Smokers: Cigarette smoking has been reported to reduce erlotinib exposure by 50-60%. The maximum tolerated dose of erlotinib in NSCLC patients who currently smoke cigarettes was reported as 300 mg. Efficacy and long term safety of a dose higher than the recommended starting doses have not been established in patients who continue to smoke cigarettes (see Interactions and Pharmacology: Pharmacokinetics: Pharmacokinetics in Special Populations under Actions).

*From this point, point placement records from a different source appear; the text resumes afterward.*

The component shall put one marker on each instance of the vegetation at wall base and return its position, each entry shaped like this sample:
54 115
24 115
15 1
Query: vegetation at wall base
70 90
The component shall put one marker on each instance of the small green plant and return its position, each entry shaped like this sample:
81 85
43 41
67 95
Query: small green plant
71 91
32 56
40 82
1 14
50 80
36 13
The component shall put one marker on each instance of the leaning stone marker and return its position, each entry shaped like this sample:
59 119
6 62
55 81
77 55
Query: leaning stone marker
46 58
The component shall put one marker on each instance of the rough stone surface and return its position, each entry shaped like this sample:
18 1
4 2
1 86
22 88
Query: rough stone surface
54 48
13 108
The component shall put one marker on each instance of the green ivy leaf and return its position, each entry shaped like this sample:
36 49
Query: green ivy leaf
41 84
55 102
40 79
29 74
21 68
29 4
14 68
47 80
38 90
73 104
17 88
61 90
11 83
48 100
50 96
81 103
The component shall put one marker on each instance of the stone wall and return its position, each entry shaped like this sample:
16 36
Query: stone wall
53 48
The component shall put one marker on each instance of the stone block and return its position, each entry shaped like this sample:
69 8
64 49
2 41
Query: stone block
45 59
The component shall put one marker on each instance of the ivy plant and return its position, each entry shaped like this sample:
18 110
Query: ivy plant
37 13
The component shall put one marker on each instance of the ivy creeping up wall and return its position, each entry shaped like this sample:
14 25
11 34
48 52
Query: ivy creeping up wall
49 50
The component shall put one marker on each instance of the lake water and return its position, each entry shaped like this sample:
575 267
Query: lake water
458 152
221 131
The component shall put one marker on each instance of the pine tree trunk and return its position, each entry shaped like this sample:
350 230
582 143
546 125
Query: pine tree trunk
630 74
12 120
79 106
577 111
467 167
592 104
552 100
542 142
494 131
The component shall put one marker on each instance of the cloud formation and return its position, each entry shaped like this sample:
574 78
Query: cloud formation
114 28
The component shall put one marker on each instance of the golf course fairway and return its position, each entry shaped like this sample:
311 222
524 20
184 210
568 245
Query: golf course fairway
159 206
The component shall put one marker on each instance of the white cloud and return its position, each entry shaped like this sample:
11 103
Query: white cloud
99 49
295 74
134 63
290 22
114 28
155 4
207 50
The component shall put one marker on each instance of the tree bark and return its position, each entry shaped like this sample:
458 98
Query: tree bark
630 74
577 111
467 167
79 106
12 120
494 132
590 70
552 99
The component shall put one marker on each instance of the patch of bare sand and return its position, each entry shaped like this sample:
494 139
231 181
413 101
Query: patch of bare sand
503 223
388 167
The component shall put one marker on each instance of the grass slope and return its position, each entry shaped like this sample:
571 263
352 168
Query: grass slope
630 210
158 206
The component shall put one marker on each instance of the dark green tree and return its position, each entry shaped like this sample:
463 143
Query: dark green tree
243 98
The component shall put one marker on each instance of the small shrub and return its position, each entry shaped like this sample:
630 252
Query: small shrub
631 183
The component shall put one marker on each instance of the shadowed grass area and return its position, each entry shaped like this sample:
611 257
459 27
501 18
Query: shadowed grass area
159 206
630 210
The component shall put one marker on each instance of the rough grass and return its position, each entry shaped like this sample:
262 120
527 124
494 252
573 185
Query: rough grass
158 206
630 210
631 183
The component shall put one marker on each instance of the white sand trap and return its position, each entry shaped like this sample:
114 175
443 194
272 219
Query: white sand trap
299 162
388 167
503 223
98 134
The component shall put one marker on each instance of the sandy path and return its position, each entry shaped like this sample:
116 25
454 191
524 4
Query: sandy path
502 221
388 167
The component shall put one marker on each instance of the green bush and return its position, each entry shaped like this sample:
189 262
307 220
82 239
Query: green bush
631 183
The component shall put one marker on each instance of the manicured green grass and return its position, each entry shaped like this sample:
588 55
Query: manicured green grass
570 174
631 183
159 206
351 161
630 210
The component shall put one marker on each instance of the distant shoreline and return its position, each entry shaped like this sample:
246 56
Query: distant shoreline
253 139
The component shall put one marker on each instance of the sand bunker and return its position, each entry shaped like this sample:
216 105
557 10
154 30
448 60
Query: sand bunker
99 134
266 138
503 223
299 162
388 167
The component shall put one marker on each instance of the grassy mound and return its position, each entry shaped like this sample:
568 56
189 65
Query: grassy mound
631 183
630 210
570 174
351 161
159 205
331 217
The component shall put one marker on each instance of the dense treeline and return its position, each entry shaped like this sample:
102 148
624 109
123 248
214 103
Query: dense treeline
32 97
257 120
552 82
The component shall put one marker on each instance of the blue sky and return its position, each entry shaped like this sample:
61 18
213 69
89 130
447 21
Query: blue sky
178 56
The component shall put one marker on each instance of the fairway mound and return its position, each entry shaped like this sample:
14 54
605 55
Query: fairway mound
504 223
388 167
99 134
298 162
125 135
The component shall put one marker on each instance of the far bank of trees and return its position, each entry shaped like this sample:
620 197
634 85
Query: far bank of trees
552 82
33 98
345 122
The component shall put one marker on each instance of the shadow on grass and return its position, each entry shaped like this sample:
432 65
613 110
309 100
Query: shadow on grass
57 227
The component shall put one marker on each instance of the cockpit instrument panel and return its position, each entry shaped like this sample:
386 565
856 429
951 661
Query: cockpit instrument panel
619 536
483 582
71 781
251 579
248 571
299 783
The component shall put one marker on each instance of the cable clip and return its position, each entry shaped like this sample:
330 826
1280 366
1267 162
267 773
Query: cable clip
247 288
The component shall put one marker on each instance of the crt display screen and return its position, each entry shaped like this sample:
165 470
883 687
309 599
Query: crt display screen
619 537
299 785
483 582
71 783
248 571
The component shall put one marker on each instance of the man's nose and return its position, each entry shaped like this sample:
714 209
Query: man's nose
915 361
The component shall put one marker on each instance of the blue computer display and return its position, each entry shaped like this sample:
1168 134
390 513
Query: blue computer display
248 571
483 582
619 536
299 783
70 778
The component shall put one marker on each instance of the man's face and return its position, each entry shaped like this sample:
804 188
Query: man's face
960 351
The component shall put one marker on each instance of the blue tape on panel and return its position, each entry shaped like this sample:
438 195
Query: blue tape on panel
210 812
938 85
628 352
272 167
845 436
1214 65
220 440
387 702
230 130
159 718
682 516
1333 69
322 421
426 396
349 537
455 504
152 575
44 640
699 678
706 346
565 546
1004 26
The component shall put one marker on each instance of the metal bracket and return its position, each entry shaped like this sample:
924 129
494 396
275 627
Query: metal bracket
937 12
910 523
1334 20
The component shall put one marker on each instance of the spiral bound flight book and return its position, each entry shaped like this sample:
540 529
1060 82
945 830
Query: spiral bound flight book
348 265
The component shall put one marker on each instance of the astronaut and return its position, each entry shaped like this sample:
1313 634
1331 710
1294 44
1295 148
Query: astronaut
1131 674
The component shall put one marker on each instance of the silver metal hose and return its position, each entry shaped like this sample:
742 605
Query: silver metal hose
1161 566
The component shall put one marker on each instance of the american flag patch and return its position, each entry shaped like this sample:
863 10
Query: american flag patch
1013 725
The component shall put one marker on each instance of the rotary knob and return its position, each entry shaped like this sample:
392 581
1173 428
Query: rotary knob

It has been reported that single oral doses of erlotinib up to 1,000 mg in healthy subjects, and up to 1,600 mg given as a single dose once weekly in cancer patients, have been tolerated. Repeated twice daily doses of 200 mg in healthy subjects were poorly tolerated after only a few days of dosing. Based on the data from these studies, severe adverse reactions such as diarrhea, rash and possibly liver transaminase elevation may occur above the recommended dose.
In case of suspected overdose, erlotinib should be withheld and symptomatic treatment administered.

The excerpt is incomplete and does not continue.